Allah’ın (c.c.) evrene ve doğa yasalarına tam bir hâkimiyeti vardır. Kıyamet günü bu yasalar değişecek ve yıldızlarla gezegenler çarpışacak, dağılacaktır.
Allah (c.c.) insanlara verdiği kısmi irade ile hayır ve şerri seçme izni vermiştir. Toplumsal yaşam bu iznin kullanıldığı bir alandır. Allah’ın (c.c.) dini Peygamber Aleyhissalâtu Vesselâm Efendimiz ve dört sahabe döneminde örnek birer toplum ve devlet olarak hayata geçirilmişti. Sonradan bu örneklik pek çok İslam devletine de model oldu. Tarihte bazı toplumlar Kuran-ı Kerim’i ve Peygamber Aleyhissalâtu Vesselâm Efendimizin yaşamını temel alarak örnek devletler kurmuşlardır. Adaleti ve huzuru bizleri imrendirecek ölçülerde yaşamışlardır. Başka toplumlara ulaştırmaya çalışmışlardır. Bunlardan Osmanlı Devleti ilk akla gelen örnektir.
Allah (c.c.) nasıl evreni ve doğayı yasalarla yönetiyorsa toplumları da şu ilahi yasayla (sünnetullahla) yönetmektedir: “Bir toplum kendinde olan durumu değiştirmedikçe hiç kuşku yok ki Allah da o toplumda olan hali değiştirmez. Allah bir toplum için kötülük irade buyurdu mu onu geri çevirecek kuvvet yoktur. Artık Allah’ın dışında da başka bir yöneticilerin yöneticisi (el-Vâlî) yoktur (Ra’d suresi, ayet 11).”

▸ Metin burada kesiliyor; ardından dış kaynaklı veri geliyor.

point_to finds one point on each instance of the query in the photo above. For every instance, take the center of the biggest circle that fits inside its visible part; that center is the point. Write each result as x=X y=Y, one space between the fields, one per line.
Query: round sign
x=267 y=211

Ayette her ne kadar Allah’ın (c.c.) el-Vâlî güzel ismi mastar olarak geçse de burada bu güzel ismin ne anlama geldiğini, Allah’ın (c.c.) toplumların yönetimdeki işleyişine koyduğu sünnetullahla birlikte anlamaktayız. Şöyle ki: Toplumları Allah (c.c.), genel olarak inançlarına, manevi yönlerine, ahlaki durumlarına uygun olarak yönetmekte, daha doğrusu başlarına kendilerinin bu açılardan genel durumunu temsil eden uygun yöneticileri getirmektedir. Buna göre temiz bir toplumun başına iyi bir yönetici gelirken her türlü günaha batmış, manevi yönden çökmüş bir toplumun başına da bir ahlaksız geçmektedir. Gerçi demokrasi ile yönetilen ülkelerde bundan başka bir sonucun da ortaya çıkması elbette mantık kurallarına aykırıdır. Çünkü herkes kendisine benzeyen insana oy verecektir. Ama Allah (c.c.) toplumların yönetimi için böyle bir sünnetullah belirlediğini söylüyorsa bunun yönetim biçimi ile bir ilgisinin olamadığını, monarşi veya diktatörlük rejimlerinde de bunun geçerli olduğunu düşünebiliriz. Çünkü evren ve doğada gördüğümüz sünnetullahın değişmezliği, toplum için konan bu yasa için de geçerlidir.
El-Vâlî (yöneticilerin yöneticisi, mülkünde istediği gibi tasarruf eden) güzel ismi ile kula düşen görev, milletin manevi yönü nasılsa öyle yönetilir, biçimindeki ilahi yasadan esinlenerek milleti aydınlatma, eğitme konusunda üzerine düşeni yapmaktır.